Verletzung von Statuten­bestimmungen
Hingegen liegt keine mangelhafte Organisation vor, wenn ein in den Statuten einer Genossenschaft freiwillig vorgesehenes Organ5 fehlt oder dieses nicht mehr korrekt zusammengesetzt ist.6 Ebenso ist kein Organisationsmangel gegeben, wenn ein obligatorisches Organ nicht statutengemäss bestellt worden ist, solange die gesetzlichen Mindestanforderungen eingehalten sind.7
Das Unterschreiten der statutarischen Mindestzahl an Vorstandsmitgliedern im Rahmen einer Vorstandswahl kann daher nur Gegenstand einer Anfechtungsklage im Sinne von Art. 891 Abs. 1 OR sein, soweit drei Personen, wovon zwei Mitglieder der Genossenschaft zu sein brauchen, in den Vorstand gewählt worden sind. Dasselbe gilt, wenn das Präsidium entgegen statutarischer Bestimmungen nicht bestellt wurde. In solchen Fällen wird der Handelsregisterführer nicht einschreiten.8

Rechtsfolgen
Bemerkt der Handelsregisterführer jedoch, dass die gesetzlichen Mindestanforderungen nicht eingehalten sind, so wird er die Genossenschaft auffordern, innert dreissig Tagen den rechtmässigen Zustand wiederherzustellen (Art. 941a OR, Art. 154 Abs. 1 HRegV). Als gesetzliche Verwirkungsfrist kann die dreissigtägige Frist nicht erstreckt werden.9 Läuft die Frist unbenutzt ab, muss der Handels­registerführer die Sache ans Gericht
überweisen. Das Gericht kann insbesondere:
1. der Gesellschaft unter Androhung ihrer Auflösung eine Frist ansetzen, binnen deren der rechtmässige Zustand wieder herzustellen ist,
2. das fehlende Organ oder einen Sachwalter ernennen,
3. die Gesellschaft auflösen und ihre Liquidation nach den Vorschriften über den Konkurs androhen.10
Ebenfalls klageberechtigt sind die Genossenschaftsmitglieder und Gläubiger. Setzt der Handelsregisterführer zum Beispiel eine Frist an, weil der Vorstand infolge Gesamtrücktritts fehlt, so hat zum einen die Revisionsstelle eine ausserordentliche Generalversammlung einzuberufen (Art. 881 Abs. 1 OR), um Wahlen stattfinden zu lassen. Zum anderen kann aus der Mitte der Genossenschaftsmitglieder heraus das Gericht angerufen werden. Dabei kann der Erlass von vorsorglichen Massnahmen (Art. 261 ff. ZPO) verlangt werden. In Frage kommen Massnahmen wie beispielsweise die Regelung der Geschäftsführung und Vertretungsberechtigung.

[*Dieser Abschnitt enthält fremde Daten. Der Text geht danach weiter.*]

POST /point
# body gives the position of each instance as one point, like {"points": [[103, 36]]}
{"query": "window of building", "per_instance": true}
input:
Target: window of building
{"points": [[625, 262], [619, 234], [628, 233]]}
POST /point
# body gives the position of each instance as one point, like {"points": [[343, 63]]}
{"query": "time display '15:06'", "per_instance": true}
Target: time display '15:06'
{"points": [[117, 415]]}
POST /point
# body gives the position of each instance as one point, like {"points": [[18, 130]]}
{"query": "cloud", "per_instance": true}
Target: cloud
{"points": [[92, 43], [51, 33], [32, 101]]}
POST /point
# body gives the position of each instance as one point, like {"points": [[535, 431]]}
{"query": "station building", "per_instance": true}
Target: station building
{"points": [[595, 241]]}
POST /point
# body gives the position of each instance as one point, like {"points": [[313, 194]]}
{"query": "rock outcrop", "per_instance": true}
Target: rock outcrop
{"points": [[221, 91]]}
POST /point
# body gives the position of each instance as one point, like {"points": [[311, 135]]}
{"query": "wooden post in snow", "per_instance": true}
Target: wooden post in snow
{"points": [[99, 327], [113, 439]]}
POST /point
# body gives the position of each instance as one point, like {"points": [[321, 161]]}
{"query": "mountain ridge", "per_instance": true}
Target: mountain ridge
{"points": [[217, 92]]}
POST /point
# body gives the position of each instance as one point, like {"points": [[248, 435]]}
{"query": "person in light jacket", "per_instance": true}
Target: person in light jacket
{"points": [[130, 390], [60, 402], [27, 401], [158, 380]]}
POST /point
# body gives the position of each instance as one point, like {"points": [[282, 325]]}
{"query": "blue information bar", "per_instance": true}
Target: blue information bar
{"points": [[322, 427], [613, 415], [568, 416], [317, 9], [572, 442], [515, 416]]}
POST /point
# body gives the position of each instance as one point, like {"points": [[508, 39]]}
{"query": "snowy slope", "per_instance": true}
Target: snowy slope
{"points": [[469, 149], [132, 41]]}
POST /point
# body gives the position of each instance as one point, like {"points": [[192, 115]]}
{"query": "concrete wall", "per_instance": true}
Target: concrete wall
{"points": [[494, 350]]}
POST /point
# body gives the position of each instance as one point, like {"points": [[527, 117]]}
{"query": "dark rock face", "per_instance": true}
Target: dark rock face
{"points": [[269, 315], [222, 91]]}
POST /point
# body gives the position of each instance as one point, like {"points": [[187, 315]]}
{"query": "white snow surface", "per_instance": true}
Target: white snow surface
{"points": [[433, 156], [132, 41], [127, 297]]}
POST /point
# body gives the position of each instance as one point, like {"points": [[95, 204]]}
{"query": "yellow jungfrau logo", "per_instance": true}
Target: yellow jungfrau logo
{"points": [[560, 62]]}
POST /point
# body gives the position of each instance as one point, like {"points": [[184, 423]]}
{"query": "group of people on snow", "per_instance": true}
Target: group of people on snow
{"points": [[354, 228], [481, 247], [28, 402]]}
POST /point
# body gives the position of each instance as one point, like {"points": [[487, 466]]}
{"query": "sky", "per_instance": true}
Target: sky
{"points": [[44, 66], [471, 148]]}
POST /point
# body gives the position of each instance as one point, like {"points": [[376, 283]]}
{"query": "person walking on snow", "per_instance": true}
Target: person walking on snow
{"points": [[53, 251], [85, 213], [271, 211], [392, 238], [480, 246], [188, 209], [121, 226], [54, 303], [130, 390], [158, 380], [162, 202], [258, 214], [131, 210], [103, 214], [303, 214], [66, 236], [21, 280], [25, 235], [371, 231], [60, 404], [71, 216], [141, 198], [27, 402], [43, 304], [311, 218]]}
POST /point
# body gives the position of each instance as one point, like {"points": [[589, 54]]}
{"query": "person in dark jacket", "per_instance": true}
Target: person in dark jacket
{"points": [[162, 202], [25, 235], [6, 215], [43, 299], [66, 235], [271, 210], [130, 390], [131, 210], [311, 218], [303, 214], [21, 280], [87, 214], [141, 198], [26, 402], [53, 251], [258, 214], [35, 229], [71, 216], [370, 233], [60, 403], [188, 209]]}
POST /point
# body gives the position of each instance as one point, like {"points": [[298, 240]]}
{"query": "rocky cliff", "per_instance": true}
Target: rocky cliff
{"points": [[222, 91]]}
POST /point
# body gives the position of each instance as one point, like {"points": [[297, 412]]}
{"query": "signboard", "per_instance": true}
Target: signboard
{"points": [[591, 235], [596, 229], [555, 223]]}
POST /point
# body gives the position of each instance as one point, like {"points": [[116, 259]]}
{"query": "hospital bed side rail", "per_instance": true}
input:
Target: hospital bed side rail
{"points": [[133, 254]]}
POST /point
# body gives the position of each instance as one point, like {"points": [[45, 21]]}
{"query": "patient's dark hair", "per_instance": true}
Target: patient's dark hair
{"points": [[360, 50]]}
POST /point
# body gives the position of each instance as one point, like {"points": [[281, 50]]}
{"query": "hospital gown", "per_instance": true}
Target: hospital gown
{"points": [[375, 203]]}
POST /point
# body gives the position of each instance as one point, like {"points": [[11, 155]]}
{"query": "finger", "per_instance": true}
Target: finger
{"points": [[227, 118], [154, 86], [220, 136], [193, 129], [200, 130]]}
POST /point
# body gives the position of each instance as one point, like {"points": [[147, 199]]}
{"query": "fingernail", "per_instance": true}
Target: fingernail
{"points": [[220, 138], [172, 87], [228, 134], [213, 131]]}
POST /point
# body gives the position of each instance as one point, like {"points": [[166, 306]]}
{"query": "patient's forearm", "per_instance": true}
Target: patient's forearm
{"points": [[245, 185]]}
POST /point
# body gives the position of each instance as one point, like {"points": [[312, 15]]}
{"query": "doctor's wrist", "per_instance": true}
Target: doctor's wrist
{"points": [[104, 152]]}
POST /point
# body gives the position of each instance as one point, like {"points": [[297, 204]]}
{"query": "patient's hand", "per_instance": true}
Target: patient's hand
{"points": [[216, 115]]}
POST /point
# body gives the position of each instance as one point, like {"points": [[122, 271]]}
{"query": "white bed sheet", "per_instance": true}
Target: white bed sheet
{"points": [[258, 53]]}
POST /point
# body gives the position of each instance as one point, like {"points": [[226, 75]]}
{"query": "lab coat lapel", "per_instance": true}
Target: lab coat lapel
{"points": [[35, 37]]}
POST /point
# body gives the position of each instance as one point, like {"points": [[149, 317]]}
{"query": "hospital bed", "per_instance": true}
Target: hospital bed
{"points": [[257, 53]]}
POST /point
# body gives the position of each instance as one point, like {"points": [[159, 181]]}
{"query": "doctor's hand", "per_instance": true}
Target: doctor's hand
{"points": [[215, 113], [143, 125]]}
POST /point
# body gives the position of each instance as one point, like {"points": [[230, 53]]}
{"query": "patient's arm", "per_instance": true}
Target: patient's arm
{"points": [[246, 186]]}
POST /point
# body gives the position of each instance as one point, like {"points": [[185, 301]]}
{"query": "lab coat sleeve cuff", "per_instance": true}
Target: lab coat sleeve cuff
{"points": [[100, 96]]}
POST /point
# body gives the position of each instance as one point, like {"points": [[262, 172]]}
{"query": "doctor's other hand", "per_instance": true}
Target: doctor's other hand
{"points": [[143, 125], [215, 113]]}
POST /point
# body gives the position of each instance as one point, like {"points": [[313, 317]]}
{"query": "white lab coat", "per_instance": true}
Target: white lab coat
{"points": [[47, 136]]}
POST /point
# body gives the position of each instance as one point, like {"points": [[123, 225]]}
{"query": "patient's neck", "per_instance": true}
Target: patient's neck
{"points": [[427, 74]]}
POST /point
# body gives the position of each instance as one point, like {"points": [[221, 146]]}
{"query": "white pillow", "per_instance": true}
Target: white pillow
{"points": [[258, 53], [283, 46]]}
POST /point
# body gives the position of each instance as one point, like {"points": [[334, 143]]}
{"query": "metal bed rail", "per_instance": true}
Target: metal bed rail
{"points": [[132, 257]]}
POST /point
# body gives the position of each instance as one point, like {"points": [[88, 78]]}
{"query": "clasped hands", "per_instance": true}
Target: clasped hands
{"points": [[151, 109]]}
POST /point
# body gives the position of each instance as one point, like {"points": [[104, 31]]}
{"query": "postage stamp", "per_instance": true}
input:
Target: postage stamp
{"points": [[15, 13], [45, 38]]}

  1. BGE 138 III 294 E. 3.1.2 S. 297 f.
  2. Trautmann/von der Crone, Organisationsmängel und Pattsituation in der Aktiengesellschaft, SZW 5/2012, S. 465
  3. Lüthy, Mängel in der Organisation der Gesellschaft: drei neue Bundesgerichtsurteile, GesKR 4/2012, S. 604
  4. BGE 138 III 407 E. 2.5.2 S. 410 f.
  5. z.B. Siedlungsversammlung, Siedlungs­kommission, Beschwerdekommission, Geschäftsprüfungskommission usw.
  6. BSK OR II-Watter/Pamer-Wieser, Art. 731b N 5
  7. Marcel Schönbächler, Die Organisationsklage nach Art. 731b OR, Zürich 2013, S. 69 ff. m.w.H.
  8. vgl. Botschaft zur Revision des Obligationenrechts, BBl 2002 S. 3239 f.
  9. Praxismitteilung EHRA 1/08 Ziff. 19
  10. Das Gericht soll die drastische Massnahme der Auflösung gemäss Ziff. 3 erst anordnen, wenn die milderen Massnahmen gemäss Ziff. 1 und 2 nicht genügen oder erfolglos geblieben sind (BGE 141 III 43 E. 2.6 S. 47 f.).